Online Service Alarm Handling and Performance Profiling in Go
The article outlines a systematic SOP‑driven approach for diagnosing online service alarms and performance issues in Go, detailing a toolbox that includes pprof, trace, goroutine visualizers, perf and eBPF, and recommends application‑level optimizations, system tuning, and continuous profiling to accelerate root‑cause identification and reduce incident frequency.
Background : When an online service triggers an alarm or exhibits mysterious performance issues, systematic diagnosis is essential. This article shares a practical methodology and toolchain for rapid root‑cause identification.
Alarm Investigation Process : Establish a standard SOP to break down incidents, communicate involvement early, and prioritize quick mitigation (restart, rollback) while gathering service ownership and resource metrics.
SOP Documentation : A set of SOPs covering service call exceptions, latency spikes, circuit‑breaker issues, MySQL/Redis latency, CPU/memory anomalies, traffic surges, and common business problems. Each SOP includes owners, tool links, and a “no‑search, no‑ask” principle.
Performance Diagnosis Toolbox :
pprof – Go’s primary CPU and memory profiler. Use runtime/pprof for embedded services or net/http/pprof for HTTP endpoints. Examine cumulative (cum) and flat costs to locate hot functions.
trace – Capture runtime events (goroutine scheduling, GC pauses) via curl host/debug/pprof/trace?seconds=10 > trace.out and analyze with go tool trace trace.out .
Goroutine visualization – Tools like divan/gotrace render execution graphs.
perf – System‑level profiling when pprof fails, showing symbol‑level hotspots.
eBPF – Dynamic, non‑intrusive tracing for kernel‑level insights; useful when Go‑level tools are insufficient.
Example Go code used with eBPF:
package main
import "fmt"
func main() {
fmt.Println("Hello, BPF!")
}
# funclatency 'go:fmt.Println'
Tracing 1 functions for "go:fmt.Println"... Hit Ctrl-C to end.
^C
Function = fmt.Println [3041]
nsecs : count distribution
0 -> 1 : 0 | |
2 -> 3 : 0 | |
4 -> 7 : 0 | |
8 -> 15 : 0 | |
16 -> 31 : 0 | |
32 -> 63 : 0 | |
64 -> 127 : 0 | |
128 -> 255 : 0 | |
256 -> 511 : 0 | |
512 -> 1023 : 0 | |
1024 -> 2047 : 0 | |
2048 -> 4095 : 0 | |
4096 -> 8191 : 0 | |
8192 -> 16383 : 27 |****************************************|
16384 -> 32767 : 3 |**** |
Detaching...Optimization Strategies :
Application Layer : Pool resources (sync.Pool), tighten lock scopes, replace heavy JSON libraries, follow fasthttp best practices.
System Layer : Upgrade Go version, tune OS parameters (swap, NUMA), refer to Red Hat tuning guides.

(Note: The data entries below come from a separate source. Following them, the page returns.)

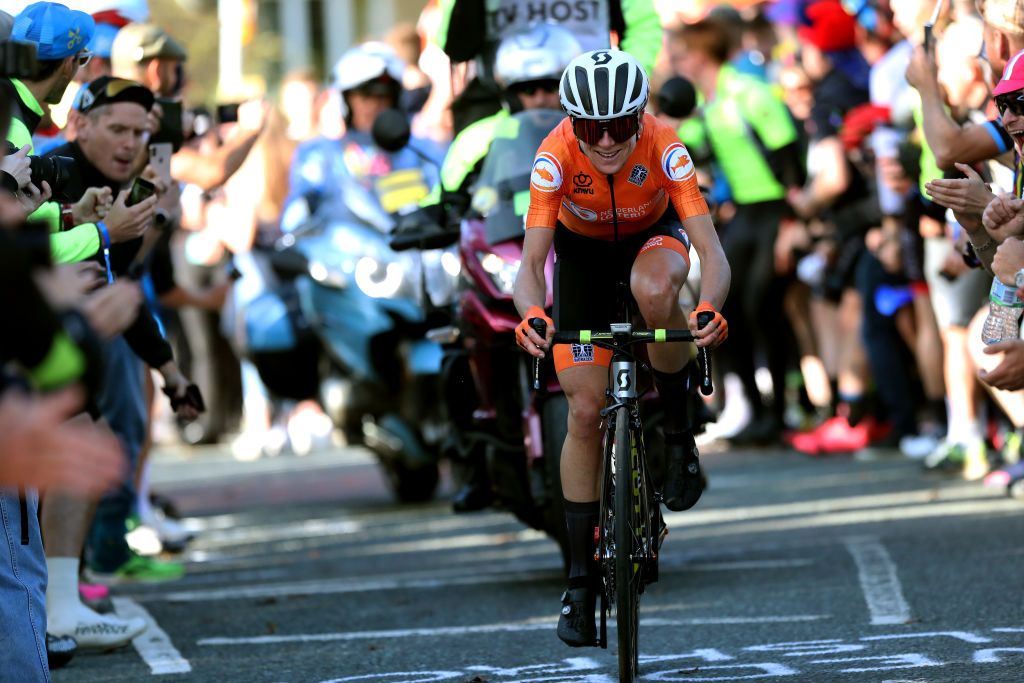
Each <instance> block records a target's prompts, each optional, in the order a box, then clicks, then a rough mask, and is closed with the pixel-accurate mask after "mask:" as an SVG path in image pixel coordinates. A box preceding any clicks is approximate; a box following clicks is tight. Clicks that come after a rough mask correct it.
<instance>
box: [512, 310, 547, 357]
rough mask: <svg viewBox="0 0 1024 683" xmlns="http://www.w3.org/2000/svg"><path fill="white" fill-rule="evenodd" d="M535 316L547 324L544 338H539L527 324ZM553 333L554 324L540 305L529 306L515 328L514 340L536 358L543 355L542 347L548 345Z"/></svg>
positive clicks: (528, 325) (538, 335)
mask: <svg viewBox="0 0 1024 683" xmlns="http://www.w3.org/2000/svg"><path fill="white" fill-rule="evenodd" d="M535 317H539V318H541V319H542V321H544V322H545V323H546V324H547V326H548V329H547V330H546V331H545V338H544V339H541V337H540V335H538V334H537V332H536V331H535V330H534V328H531V327H530V326H529V321H530V319H531V318H535ZM554 335H555V324H554V323H553V322H552V321H551V318H550V317H548V314H547V313H545V312H544V309H543V308H541V307H540V306H530V307H529V310H527V311H526V315H525V317H523V318H522V321H521V322H520V323H519V325H517V326H516V329H515V341H516V343H517V344H519V347H520V348H522V349H523V350H524V351H526V352H527V353H529V354H530V355H532V356H536V357H538V358H543V357H544V349H546V348H548V347H549V346H550V343H551V338H552V337H553V336H554Z"/></svg>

Continuous Profiling : Periodic pprof collection (cron) with archiving enables time‑range analysis and diffing. Tools like Conprof provide a UI for this workflow.
eBPF + Go : Leverage eBPF for low‑overhead tracing of function latency and call stacks when traditional profilers are unavailable.
Conclusion : Effective incident handling combines SOPs, robust tooling, and disciplined benchmarking. Continuous profiling and proactive code reviews further reduce incident frequency.